I glanced up at the sun, still broad and soft gold this early in the day. “It’ll take as long as it takes.” That would be Ryshad’s answer and Halice’s too but they’d better hurry, if we were to launch our attack to catch the pirates still fuddled with sleep.

The deck swayed beneath my feet as the Eryngo made a slow turn. The Nenuphar and the Asterias did the same, square-rigged mainsails furled like the Eryngo ’s, just relying on the triangular sails on their stubby aftmasts for steering in circles. I sincerely hoped all the sailors were pulling the right ropes to stop us colliding as we marked time in the same patch of sea.

“I should have gone too,” muttered Temar, frustrated.

“This is a very different fight to sweeping across the Dalasorian plains with half an Imperial army at your back,” I pointed out.

“As Ryshad and Halice keep saying with all their talk of skulk and strike and cut and run.”

I made a non-committal sound by way of reply. It was plain his exclusion from the fun still rankled with Temar but Ryshad and Halice had been adamant. The Tormalin wars of lordly conquest back in the days before history had been a very different affair from the base civil war that was Lescar’s running sore. It was dirty fighting that was wanted here.

Still, I didn’t like sitting on my hands aboard ship any more than D’Alsennin. This inaction came all the harder after the ceaseless hectic days since Parrail had raised his alarm. All of us had roused yeomen, miners and artisans to hone their tools and fury to a murderous edge. Halice and I had set every mercenary to scouring rust from swords and summoning old ingenuity for scavenging supplies.

Temar turned to look at the sterncastle and the doors to the rearward cabins under the raised afterdeck. “Allin may have news. Guinalle might be able to reach Parrail without so much water between them.”
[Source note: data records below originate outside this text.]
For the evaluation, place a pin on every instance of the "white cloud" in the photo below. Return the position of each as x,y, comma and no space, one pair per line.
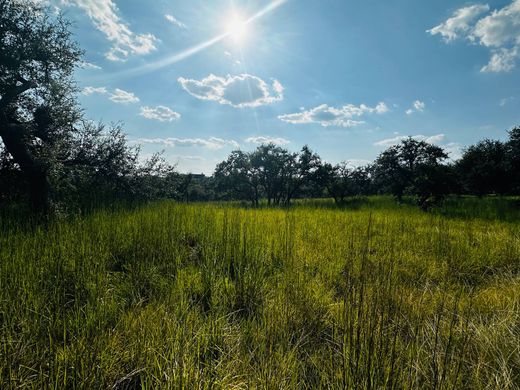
499,31
117,96
123,97
417,106
267,140
506,101
459,23
87,91
502,60
105,16
238,91
331,116
172,19
191,158
432,139
89,65
160,113
212,143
“We let them sleep,” I told him firmly. If I couldn’t help my friends with a weapon in my hand, I could ensure this expedition’s magical resources were carefully husbanded. Guinalle was an even worse sailor than me and the stresses of working Artifice while actually afloat left the noblewoman with a headache like a poleaxed cow. Allin wasn’t so tired but seeing the pirates’ captives daily beaten, degraded and filthy distressed the mage-girl dreadfully. After breaking our backs to get Vithrancel’s ships sailing, we’d had to stand off the islands for three frustrating days waiting for Shiv and Usara’s ship to make the longer crossing from Toremal, even with wizardry clearing a path through the waves and swelling their sails with mageborn winds.

Temar glared at the closed door. “I want to know how Shiv’s men are getting on.”
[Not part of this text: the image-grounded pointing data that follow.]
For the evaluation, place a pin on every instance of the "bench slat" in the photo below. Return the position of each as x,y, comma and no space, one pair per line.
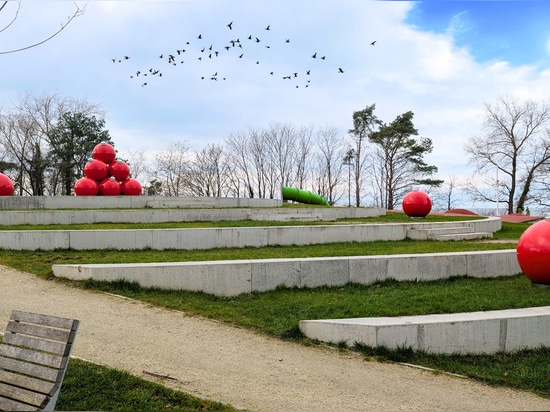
22,395
34,354
30,369
38,331
39,319
39,344
28,355
33,384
“Sorgrad and ’Gren have been fighting for more years than you’ve been living.” Saedrin curse it, I sounded more patronising than reassuring thanks to my own apprehension. The runes can always roll wrong, no matter how much skill my friends might have to weight them. “Oh, come on then.”

Temar took time to smile and wave reassurance to curious sailors, as nobles always seem to, no matter how fast the ground’s crumbling beneath their feet. I knocked a brisk double tap on the door.
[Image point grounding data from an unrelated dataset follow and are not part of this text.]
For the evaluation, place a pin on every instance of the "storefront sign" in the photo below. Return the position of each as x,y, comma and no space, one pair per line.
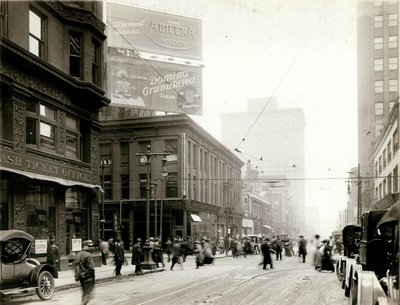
160,86
76,244
36,165
153,32
40,246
“Come in.” Allin sounded contemplative and sad but that was better than outright anguish. She sat scrying at a table hanging from the beams of the deck above. Its raised wooden rim and a dampened cloth offered her bowl some stability but pools of fading radiance showed where ensorcelled water had slopped over the edges.

“So much for me trying to make sure you got some rest,” I chided her. Next time I’d empty the cabin of anything she might use for magic. Then she’d probably go back to scrying in the butt of water kept on deck for the sailors’ refreshment. She’d only stopped when she realised none of them wanted to drink from it, even if all she were using was citrus oil.

“How goes it to the north?” Temar twisted his hands absently together.

“It’s all over bar the grieving.” Eerie reflections turned Allin’s sombre face into a mask of light and shadow.

I looked into the scrying bowl to see a triangular cove between two spurs of brittle grey rock where even the hardiest plants were defeated by the combined assaults of wind and wave. Temar’s pennant was waving on the roof of a sizeable if crudely built hut tucked beneath a crag. Bodies lay among the stumps of a recently felled grove of trees.

“Kellarin’s writ is in force on this islet at least,” said Temar with satisfaction.

“It’s a start,” I agreed. An important one; Shiv’s scrying had detected a sizeable outpost of pirates on this jagged diamond north of Suthyfer’s westernmost isle.

Allin looked up. “If you want me to bespeak Usara, I’ll have to give up the scrying.” A gleam betrayed the sorrow brimming in her eyes.

“Don’t waste your tears on these vermin,” Temar said severely but he gave her half a hug for comfort.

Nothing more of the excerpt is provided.